As part of a last-minute clemency push ahead of the Christmas holiday, President Obama on Monday, Dec. 19, granted 78 pardons — the most in his presidency — and another 153 commutations to federal inmates and former offenders who had been locked up and handed unduly harsh prison sentences.
Udin, 73, was one of those individuals.
The former councilman worked as a Freedom Rider in 1960s Mississippi and recalled being beaten up and taunted by white police officers as he tried to register Black voters down South. But there was one criminal charge from Udin’s activist past that he just couldn’t seem to shake: a conviction for carrying a firearm across state lines.
The young activist was stopped for speeding one night as he drove fellow protesters home and was subsequently arrested when officers discovered an unloaded shotgun and a jug of moonshine in his vehicle, according to Yahoo News. Udin was charged and convicted in 1972, spending eight long months in jail.
Udin eventually went on to found an African-American culture center and the New Horizons Theater in Pittsburgh and also served three terms on the Pittsburgh City Council (1995-2006), playing a vital role in the creation of the city’s police civilian review board.
Udin has never denied his guilt, but he did provide some context for his actions.
“At that point, although I was previously committed to nonviolence, I concluded that if I was trapped on some lonely, dark road in the South and confronted by Klansmen who threatened to kill me, I would be prepared to defend my life,” Udin wrote four years ago in his pardon petition to the U.S. Justice Department. “I concluded that I would rather be caught by the police with defensive weapons than to be caught by the Klan without them.”
Last week, Udin got word that the president planned to grant a few more pardons ahead of the Christmas season but said he didn’t want to get his hopes since he had never gotten a response to his clemency request. That is, until he got a call on Monday.

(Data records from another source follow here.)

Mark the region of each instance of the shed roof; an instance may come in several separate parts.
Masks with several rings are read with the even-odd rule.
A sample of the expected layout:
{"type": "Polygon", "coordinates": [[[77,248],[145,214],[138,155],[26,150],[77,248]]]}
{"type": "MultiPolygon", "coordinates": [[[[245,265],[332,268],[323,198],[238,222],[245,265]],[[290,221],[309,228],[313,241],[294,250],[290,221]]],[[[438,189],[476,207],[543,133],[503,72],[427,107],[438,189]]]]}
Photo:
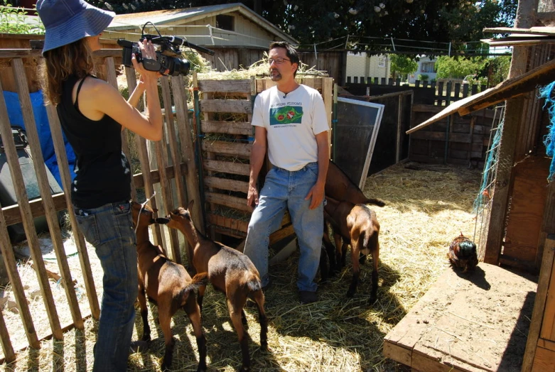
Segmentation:
{"type": "Polygon", "coordinates": [[[133,30],[138,27],[139,25],[143,25],[149,21],[156,25],[162,26],[180,21],[188,23],[208,17],[232,12],[240,13],[266,31],[288,43],[298,44],[298,40],[282,32],[273,23],[240,3],[119,14],[116,16],[107,29],[111,31],[133,30]]]}
{"type": "Polygon", "coordinates": [[[415,132],[456,112],[463,116],[489,107],[509,98],[530,92],[537,85],[545,85],[554,80],[555,80],[555,60],[520,76],[505,80],[492,88],[453,102],[426,121],[406,131],[406,133],[415,132]]]}
{"type": "MultiPolygon", "coordinates": [[[[534,45],[546,41],[550,43],[555,42],[551,38],[555,36],[555,27],[537,26],[531,28],[497,27],[484,28],[484,32],[517,34],[519,35],[519,37],[522,37],[522,35],[528,36],[525,40],[522,38],[519,39],[519,37],[514,38],[514,41],[512,42],[514,43],[514,44],[507,43],[510,38],[482,40],[490,45],[495,45],[497,40],[502,40],[502,43],[500,43],[498,45],[517,45],[521,43],[523,44],[526,43],[526,45],[534,45]]],[[[555,80],[555,60],[547,62],[520,76],[502,82],[492,88],[453,102],[426,121],[406,131],[406,133],[410,134],[415,132],[456,112],[458,112],[462,116],[475,111],[489,107],[510,98],[530,92],[538,85],[545,85],[554,80],[555,80]]]]}

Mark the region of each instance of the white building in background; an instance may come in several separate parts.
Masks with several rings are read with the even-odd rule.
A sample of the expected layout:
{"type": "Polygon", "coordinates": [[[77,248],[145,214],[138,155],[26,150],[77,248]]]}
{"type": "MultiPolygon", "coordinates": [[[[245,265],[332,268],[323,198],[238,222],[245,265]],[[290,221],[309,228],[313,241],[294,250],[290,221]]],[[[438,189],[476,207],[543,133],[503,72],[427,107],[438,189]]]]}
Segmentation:
{"type": "Polygon", "coordinates": [[[389,77],[391,61],[387,55],[368,56],[365,53],[347,53],[346,82],[366,83],[369,79],[389,77]]]}
{"type": "Polygon", "coordinates": [[[429,57],[422,55],[418,62],[418,70],[412,74],[409,74],[409,82],[414,84],[418,80],[419,75],[428,75],[427,80],[431,82],[436,80],[436,58],[431,59],[429,57]]]}

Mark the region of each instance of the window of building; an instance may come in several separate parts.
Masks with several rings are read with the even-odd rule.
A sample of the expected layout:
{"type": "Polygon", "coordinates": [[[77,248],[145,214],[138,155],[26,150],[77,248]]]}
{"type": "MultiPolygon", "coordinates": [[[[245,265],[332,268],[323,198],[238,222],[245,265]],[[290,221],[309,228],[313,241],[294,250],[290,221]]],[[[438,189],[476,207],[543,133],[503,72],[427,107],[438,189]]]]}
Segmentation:
{"type": "Polygon", "coordinates": [[[216,27],[228,31],[235,31],[234,27],[235,17],[233,16],[225,16],[220,14],[216,16],[216,27]]]}
{"type": "Polygon", "coordinates": [[[421,72],[435,72],[436,64],[433,62],[423,62],[420,65],[421,72]]]}

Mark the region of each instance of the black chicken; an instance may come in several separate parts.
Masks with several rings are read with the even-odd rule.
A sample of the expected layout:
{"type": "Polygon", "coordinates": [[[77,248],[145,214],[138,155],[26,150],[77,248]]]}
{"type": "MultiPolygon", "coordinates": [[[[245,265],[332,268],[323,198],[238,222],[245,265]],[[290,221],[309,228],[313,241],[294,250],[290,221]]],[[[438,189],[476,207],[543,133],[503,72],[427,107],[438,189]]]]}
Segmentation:
{"type": "Polygon", "coordinates": [[[451,266],[463,268],[463,273],[473,269],[478,264],[476,244],[463,235],[462,232],[460,236],[456,237],[451,243],[447,256],[451,266]]]}

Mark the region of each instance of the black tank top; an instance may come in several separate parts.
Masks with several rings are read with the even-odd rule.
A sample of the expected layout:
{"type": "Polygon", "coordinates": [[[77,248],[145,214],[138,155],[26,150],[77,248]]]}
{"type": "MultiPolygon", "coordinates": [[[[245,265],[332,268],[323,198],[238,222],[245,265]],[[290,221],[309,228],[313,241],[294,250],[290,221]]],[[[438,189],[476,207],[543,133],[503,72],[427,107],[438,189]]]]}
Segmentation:
{"type": "MultiPolygon", "coordinates": [[[[95,78],[95,77],[91,77],[95,78]]],[[[131,199],[131,170],[122,151],[122,126],[104,115],[90,120],[79,110],[77,87],[75,104],[72,92],[79,80],[72,75],[63,82],[61,102],[56,106],[60,122],[75,153],[75,180],[71,199],[79,208],[96,208],[131,199]]]]}

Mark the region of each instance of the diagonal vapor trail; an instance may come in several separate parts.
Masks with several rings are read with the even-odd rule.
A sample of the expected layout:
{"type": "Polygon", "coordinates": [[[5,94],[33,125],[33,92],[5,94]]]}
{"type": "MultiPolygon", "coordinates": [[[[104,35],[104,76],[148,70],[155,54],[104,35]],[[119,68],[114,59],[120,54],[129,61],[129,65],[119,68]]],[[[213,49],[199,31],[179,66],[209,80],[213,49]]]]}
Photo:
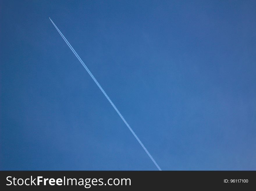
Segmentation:
{"type": "Polygon", "coordinates": [[[55,24],[54,24],[54,23],[53,21],[51,20],[51,18],[49,17],[49,18],[50,19],[50,20],[51,20],[51,22],[52,23],[53,25],[54,25],[55,28],[56,28],[56,29],[57,29],[57,31],[58,31],[58,32],[59,32],[59,33],[61,35],[63,39],[64,40],[65,40],[65,42],[66,42],[66,43],[67,43],[67,44],[68,46],[69,47],[70,47],[70,49],[71,49],[71,50],[72,51],[72,52],[73,52],[73,53],[74,53],[74,54],[77,57],[77,58],[78,60],[79,60],[79,61],[80,61],[80,62],[82,64],[82,65],[83,65],[83,66],[85,68],[85,69],[86,70],[86,71],[87,71],[87,72],[88,72],[88,73],[89,73],[90,75],[91,76],[91,77],[94,81],[94,82],[95,82],[95,83],[96,83],[96,84],[97,84],[97,85],[98,86],[98,87],[99,87],[99,88],[101,90],[101,91],[103,93],[103,94],[104,94],[104,95],[105,95],[105,97],[106,97],[107,99],[108,99],[108,100],[109,100],[109,101],[113,107],[115,109],[115,110],[116,111],[118,114],[119,115],[119,116],[121,118],[121,119],[122,119],[124,122],[125,123],[125,124],[126,126],[127,126],[127,127],[128,127],[128,128],[130,130],[130,131],[131,131],[131,133],[132,133],[132,134],[133,135],[134,137],[135,137],[135,138],[136,138],[136,139],[138,141],[139,143],[140,144],[141,144],[141,147],[142,147],[142,148],[143,148],[143,149],[144,149],[144,150],[147,153],[147,155],[148,155],[148,156],[150,157],[151,160],[152,160],[152,161],[154,163],[154,164],[155,164],[155,165],[157,166],[157,168],[159,170],[162,170],[160,168],[160,167],[159,167],[159,166],[158,166],[158,165],[157,163],[156,162],[156,161],[154,160],[154,159],[153,158],[152,156],[151,156],[151,155],[150,154],[150,153],[147,151],[147,150],[146,147],[145,147],[145,146],[144,146],[144,145],[143,144],[142,144],[142,143],[141,142],[141,140],[140,140],[138,138],[137,136],[137,135],[136,135],[136,134],[135,134],[135,133],[131,128],[131,127],[127,123],[127,122],[126,122],[125,119],[125,118],[124,118],[124,117],[123,117],[123,116],[122,115],[120,112],[119,112],[119,111],[117,109],[117,108],[116,108],[116,107],[115,107],[115,106],[114,104],[114,103],[113,103],[113,102],[112,102],[112,101],[111,101],[111,100],[110,99],[109,97],[107,95],[106,92],[105,92],[105,91],[103,89],[102,89],[102,88],[101,87],[101,86],[99,83],[99,82],[98,82],[98,81],[97,81],[96,78],[95,78],[93,76],[93,74],[92,74],[92,73],[90,71],[89,69],[88,69],[88,68],[85,65],[85,64],[84,63],[83,63],[83,60],[82,60],[82,59],[81,59],[81,58],[79,57],[79,56],[77,54],[77,53],[73,48],[73,47],[72,47],[72,46],[71,46],[71,45],[70,45],[70,44],[69,44],[68,41],[66,39],[65,37],[64,37],[64,35],[62,34],[62,33],[61,33],[61,32],[59,30],[59,29],[58,28],[57,26],[56,26],[55,25],[55,24]]]}

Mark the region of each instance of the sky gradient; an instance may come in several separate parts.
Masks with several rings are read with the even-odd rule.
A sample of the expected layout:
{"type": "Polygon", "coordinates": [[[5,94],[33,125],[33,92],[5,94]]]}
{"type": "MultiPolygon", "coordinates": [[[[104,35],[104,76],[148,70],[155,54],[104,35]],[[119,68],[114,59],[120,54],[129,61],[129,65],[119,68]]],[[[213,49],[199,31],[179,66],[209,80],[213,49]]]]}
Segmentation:
{"type": "Polygon", "coordinates": [[[0,170],[256,170],[255,1],[0,1],[0,170]]]}

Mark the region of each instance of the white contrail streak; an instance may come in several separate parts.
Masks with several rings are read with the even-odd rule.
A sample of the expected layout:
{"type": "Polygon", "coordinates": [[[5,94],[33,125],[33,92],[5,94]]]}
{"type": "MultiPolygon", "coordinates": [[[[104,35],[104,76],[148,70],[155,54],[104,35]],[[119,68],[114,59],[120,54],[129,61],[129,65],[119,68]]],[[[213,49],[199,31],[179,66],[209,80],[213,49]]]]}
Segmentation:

“I’m ecstatic,” Udin told Yahoo News. “My wife and I just hugged and thanked God. It’s a burden relieved from decades of carrying around the tagline, ‘convicted felon. Now they have to add, ‘PARDONED ex-felon.'”
Udin is finally getting what White House Counsel to the President Neil Eggleston described as President Obama’s belief that “America is a nation of second chances.” In the past eight years, the outgoing POTUS has granted approximately 1,176 second chances to former offenders and federal inmates across the nation.
Udin said he was happy to be lucky enough to get a presidential pardon.
“It’s a second chance, and I think, for most crimes, people deserve a second chance,” he told his hometown newspaper, the Pittsburgh Post-Gazette. “Some of them would mess up again, but most of them would take full advantage of a second chance.”
“I’m still pinching myself because this has been such a long time,” he said. “I just needed that last acknowledgement from someone that that bad time in my life is over.”